If they find any beer on store shelves that is past its sell-by date, they buy it back at retail price because their owner, Jim Koch (the founder and the guy in the commercials) would rather do that than have people drink stale beer. And every year the employees save samples of bad batches of beer and put it into a dunk tank, into which Mr. Koch gets dunked, as he says he'd rather put people into stale beer, than stale beer into people.

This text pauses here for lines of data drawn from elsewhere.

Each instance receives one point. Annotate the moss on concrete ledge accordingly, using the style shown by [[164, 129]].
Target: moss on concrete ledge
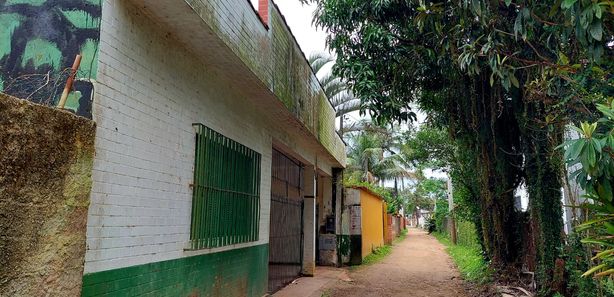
[[46, 158]]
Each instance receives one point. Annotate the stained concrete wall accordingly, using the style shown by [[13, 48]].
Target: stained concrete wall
[[46, 158]]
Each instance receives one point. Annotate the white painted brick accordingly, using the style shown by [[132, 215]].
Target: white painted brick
[[149, 92]]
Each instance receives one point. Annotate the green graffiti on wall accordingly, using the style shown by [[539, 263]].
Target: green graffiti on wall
[[39, 40], [42, 54]]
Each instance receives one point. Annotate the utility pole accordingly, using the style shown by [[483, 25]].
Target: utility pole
[[451, 210]]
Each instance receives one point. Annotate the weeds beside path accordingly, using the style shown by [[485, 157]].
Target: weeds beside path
[[416, 266], [468, 259]]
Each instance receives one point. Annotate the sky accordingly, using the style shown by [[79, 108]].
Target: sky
[[298, 17]]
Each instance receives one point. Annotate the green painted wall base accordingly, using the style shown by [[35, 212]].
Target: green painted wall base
[[239, 272]]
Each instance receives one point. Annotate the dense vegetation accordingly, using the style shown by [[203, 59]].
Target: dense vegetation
[[502, 79]]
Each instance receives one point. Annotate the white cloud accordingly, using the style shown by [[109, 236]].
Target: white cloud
[[299, 18]]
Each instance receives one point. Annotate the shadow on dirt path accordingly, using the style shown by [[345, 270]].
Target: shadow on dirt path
[[417, 266]]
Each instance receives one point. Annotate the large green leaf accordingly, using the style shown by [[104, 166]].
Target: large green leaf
[[596, 30]]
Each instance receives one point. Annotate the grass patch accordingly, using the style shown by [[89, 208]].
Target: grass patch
[[381, 252], [400, 237], [468, 259]]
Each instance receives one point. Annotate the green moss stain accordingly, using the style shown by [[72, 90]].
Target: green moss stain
[[81, 19], [89, 62], [238, 272], [8, 23], [41, 52], [29, 2]]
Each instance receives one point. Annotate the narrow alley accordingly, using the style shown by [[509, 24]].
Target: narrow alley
[[417, 266]]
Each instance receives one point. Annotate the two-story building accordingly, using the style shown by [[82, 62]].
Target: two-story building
[[214, 139]]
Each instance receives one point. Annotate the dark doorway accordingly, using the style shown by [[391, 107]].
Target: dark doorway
[[286, 228]]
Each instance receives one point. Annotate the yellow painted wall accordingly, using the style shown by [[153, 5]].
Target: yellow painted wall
[[372, 222]]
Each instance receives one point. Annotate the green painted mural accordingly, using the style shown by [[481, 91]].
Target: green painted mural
[[39, 40], [237, 272]]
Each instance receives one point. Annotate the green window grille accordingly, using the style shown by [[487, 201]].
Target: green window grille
[[226, 199]]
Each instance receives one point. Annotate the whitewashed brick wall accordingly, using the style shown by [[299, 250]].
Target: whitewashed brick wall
[[150, 90]]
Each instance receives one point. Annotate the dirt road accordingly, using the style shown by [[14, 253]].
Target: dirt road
[[418, 266]]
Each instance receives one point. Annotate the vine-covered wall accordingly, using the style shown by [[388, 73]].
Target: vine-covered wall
[[39, 40]]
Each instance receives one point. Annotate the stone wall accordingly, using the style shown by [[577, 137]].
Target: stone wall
[[46, 158]]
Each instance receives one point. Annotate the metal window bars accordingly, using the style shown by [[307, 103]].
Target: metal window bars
[[226, 191]]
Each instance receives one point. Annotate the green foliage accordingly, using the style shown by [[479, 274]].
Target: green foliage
[[593, 154], [501, 76], [393, 202], [441, 214], [576, 259], [377, 255], [466, 234], [334, 87], [468, 259]]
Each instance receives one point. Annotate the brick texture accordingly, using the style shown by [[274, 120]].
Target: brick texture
[[150, 90]]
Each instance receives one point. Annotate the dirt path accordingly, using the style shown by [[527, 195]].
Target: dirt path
[[418, 266]]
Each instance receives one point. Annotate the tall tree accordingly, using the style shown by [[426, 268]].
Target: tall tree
[[497, 75], [334, 87]]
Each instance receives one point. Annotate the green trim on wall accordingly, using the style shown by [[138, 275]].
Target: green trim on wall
[[238, 272]]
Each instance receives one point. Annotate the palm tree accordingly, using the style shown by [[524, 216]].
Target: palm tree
[[372, 154], [335, 89]]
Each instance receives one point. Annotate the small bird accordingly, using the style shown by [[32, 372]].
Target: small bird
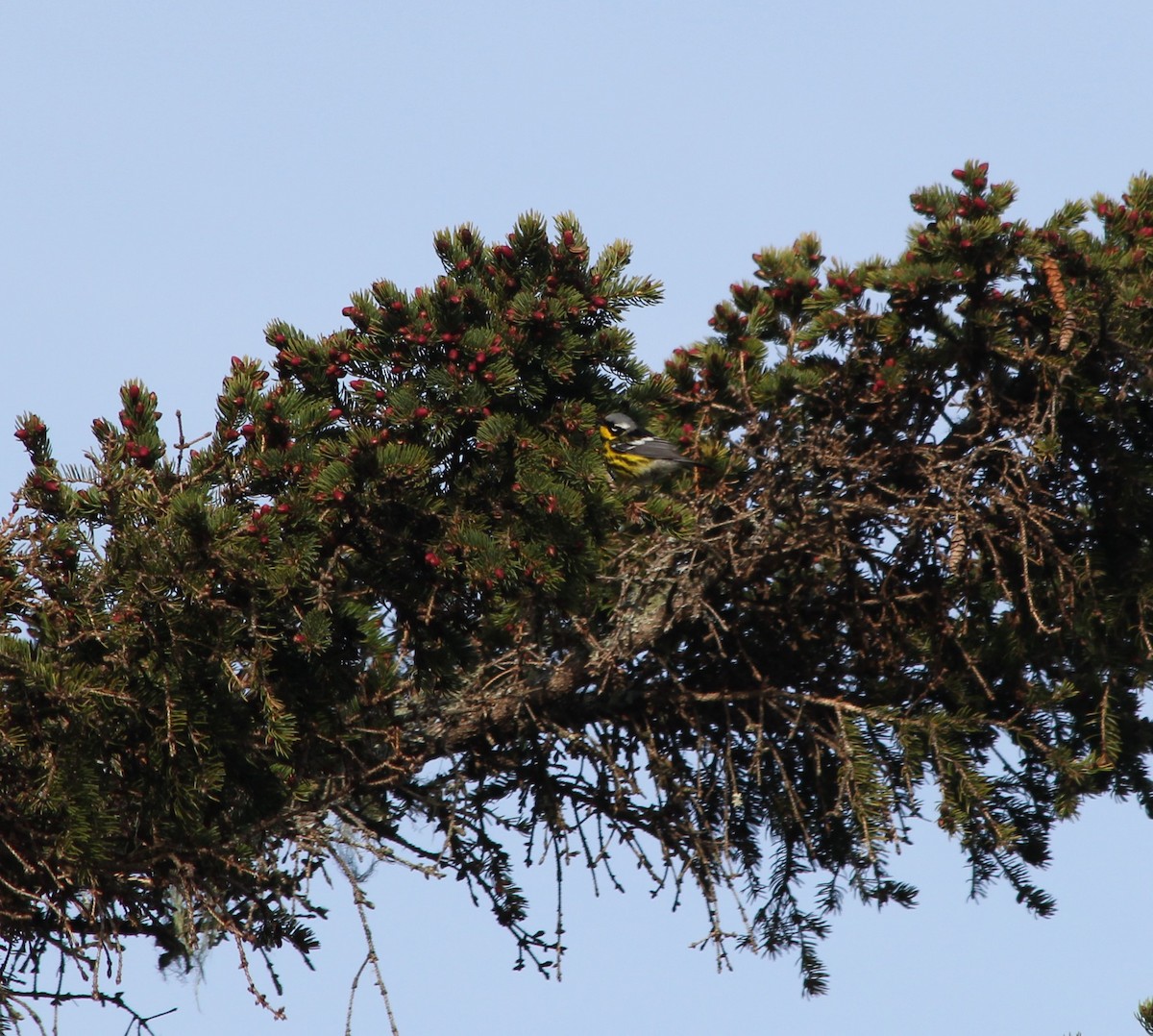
[[634, 454]]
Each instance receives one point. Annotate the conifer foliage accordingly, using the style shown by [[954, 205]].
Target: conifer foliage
[[393, 592]]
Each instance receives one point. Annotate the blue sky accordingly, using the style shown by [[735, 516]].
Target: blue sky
[[176, 176]]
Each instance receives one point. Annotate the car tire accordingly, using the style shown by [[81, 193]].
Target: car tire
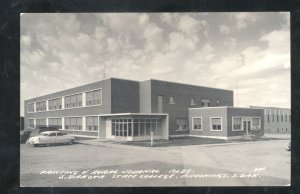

Our guide about to hand out the barley and hops for us to try:
Our tour guide teaching us more about how beer is made:
Beer being "finished"
Finally, getting to taste the finished product:
Below, our guide is explaining about "Utopias." It's this non-carbonated, almost liqueur-type beer that's something like 26% alcohol that they only make every few years. They only produce 9,000 bottles (or something like that), and it's illegal in most states because of the alcohol content. So you have to pre-order it in another state and then go pick it up. You drink it in a tumbler, not a regular beer glass. It comes in this golden mini-beer-finisher-model bottle, which you can't really see in this picture. Most of us had never heard of it, until some beer aficionado raised his hand and asked when the next batch was coming out. Luckily for him, it's this November.
Below is a picture of "The Perfect Pint" glass.
So what is The Perfect Pint? one might ask...It's the final result of Jim Koch's obsessive (I told you he loves his beer!) quest to create the perfect glass in which to drink Sam Adams Boston Lager. It's perfectly designed for just that beer, and when in Boston, you're supposed to send SABL back if it's not served in the Perfect Pint glass now. Funny. I suppose all other types of beer turn to dust in it, right? It's really almost ridiculous how much thinking/work went into this glass: the bottom is laser etched to send a continuous stream of bubbles to the top; the lip is created to deliver the beer to the back part of your tongue, which is where the bitter sensors are; it's made so that your hand won't warm to beer past it's optimal temperature (yes, they actually have an optimal temperature at which SABL should be drunk), etc., etc., etc.
Here is a link to an article about how Jim Koch designed "The Perfect Pint" glass: http://money.cnn.com/magazines/fortune/fortune_archive/2007/03/05/8401280/index.htm. It's actually really interesting, everything that goes into it. Who knew beer drinking could have advanced so far, technologically-speaking???
On Thursday night, we decided to go to this place called Dicks Last Resort. The waiters there are known for their rudeness, and the ruder you are back to them, the better your service. At first our waiter didn't seem all that mean, but then when Natalie tried to helpfully point out where her birthdate was on her driver's license when he was carding us, he was like, "I know how to do my job!" And they make silly hats for the diners out of white butcher paper, with various and sundry insults on them. Brian got one that said "I vacation on Brokeback Mountain." The girls get either hats or helium balloons that they attach to some of your hair so they float above your head.
Us at Dicks:
They give everyone bibs, for no particular reason....
Brian's lovely hat:
Natalie and i with our balloons..Very funny....
After that, we went back to - you guessed it - Pub Row.